Ich würde gerne wissen ob meine Reihenfolge richtig ist.

Also ich gehe aus der Pumpe raus in meinen ersten Radiator, von da dann in den 2. Radiator, dann in den CPU Block und dann in die GPU, von da aus zurück in den ausgleichsbehälter/Pumpe. 

Ist diese Reihenfolge okay?


----------



## IICARUS (17. November 2017)

Diese Reihenfolge ist ok, habe ich bei mir auch so verbaut.
Nur gehe ich nach der CPU raus zu meinem Mora und dann erst wieder rein zur Grafikkarte.

Ohne den Mora würde ich von der CPU auch direkt zur Grafikkarte gehen.
Im Grunde ist es egal wie du den Loop verbaust. Es macht halt Sinn kurze Wege zu nehmen und so das es auch gut aussieht.

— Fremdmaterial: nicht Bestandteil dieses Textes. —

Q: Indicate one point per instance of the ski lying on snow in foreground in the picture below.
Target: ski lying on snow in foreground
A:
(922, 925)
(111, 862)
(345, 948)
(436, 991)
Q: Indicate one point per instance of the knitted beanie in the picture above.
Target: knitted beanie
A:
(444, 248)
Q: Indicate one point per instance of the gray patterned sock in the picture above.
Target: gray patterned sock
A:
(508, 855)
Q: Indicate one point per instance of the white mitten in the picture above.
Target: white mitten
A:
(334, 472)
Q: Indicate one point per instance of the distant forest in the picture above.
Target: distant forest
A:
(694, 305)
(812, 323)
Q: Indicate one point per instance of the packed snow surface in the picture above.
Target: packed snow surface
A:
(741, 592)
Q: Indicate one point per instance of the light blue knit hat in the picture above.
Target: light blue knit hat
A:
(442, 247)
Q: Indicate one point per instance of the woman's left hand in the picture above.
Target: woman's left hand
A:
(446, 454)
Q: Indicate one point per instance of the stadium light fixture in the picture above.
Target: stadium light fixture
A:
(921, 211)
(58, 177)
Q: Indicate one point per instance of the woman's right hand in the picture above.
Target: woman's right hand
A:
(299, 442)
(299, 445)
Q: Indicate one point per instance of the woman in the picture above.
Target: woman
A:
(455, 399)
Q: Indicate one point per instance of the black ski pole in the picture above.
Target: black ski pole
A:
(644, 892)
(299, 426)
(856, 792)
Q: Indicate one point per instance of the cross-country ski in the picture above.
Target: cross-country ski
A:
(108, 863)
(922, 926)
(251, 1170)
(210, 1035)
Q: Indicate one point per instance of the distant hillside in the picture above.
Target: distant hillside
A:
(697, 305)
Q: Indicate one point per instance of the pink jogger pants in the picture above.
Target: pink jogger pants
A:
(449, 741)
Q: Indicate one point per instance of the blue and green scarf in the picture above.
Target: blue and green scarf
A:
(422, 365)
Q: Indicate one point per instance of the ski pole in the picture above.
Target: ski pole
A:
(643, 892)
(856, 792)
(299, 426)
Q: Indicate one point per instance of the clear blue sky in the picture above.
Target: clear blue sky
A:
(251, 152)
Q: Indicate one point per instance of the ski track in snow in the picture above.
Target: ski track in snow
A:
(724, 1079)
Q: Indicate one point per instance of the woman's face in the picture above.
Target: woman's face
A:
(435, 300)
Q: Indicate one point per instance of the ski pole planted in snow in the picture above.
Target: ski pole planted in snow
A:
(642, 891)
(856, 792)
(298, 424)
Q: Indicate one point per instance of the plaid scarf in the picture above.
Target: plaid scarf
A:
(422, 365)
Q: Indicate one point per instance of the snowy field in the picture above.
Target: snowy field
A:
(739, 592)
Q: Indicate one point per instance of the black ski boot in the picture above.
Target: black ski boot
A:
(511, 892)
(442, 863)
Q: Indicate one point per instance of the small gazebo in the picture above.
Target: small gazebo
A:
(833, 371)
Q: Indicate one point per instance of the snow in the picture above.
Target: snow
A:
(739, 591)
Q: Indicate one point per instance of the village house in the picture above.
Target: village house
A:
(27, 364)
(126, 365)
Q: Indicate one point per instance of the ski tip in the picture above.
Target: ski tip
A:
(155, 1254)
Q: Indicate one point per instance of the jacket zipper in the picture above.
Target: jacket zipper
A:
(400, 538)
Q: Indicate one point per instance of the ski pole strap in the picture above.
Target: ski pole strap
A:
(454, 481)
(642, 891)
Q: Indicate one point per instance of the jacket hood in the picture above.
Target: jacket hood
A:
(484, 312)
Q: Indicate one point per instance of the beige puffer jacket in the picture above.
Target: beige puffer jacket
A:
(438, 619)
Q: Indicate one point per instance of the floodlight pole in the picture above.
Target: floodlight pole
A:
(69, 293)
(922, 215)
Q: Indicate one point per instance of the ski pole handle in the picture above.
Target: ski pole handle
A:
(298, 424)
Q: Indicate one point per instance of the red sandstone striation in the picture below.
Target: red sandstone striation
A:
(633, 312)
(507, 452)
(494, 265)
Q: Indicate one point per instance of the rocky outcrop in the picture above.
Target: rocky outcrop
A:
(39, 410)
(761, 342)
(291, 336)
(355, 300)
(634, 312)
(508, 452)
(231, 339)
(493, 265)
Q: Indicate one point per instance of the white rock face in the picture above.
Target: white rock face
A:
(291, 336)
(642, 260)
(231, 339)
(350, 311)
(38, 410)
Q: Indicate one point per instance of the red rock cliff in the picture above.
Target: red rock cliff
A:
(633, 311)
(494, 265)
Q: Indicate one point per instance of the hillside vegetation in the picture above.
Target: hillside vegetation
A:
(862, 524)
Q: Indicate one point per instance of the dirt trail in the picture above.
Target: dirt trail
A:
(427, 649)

Von einem Kühler extra zu einem Radiator zu gehen würde nur unnötig Schlauchweg ergeben ohne wirklich was gewonnen zu haben.
Das ich nach der CPU zu meinem externen Radiator gehe hat auch was mit dem Schlauchweg und der Optik zu tun.


----------



## Tekkla (17. November 2017)

Nur eine Reihenfolge ist relevant: Reservoir aka AGB > Pumpe. 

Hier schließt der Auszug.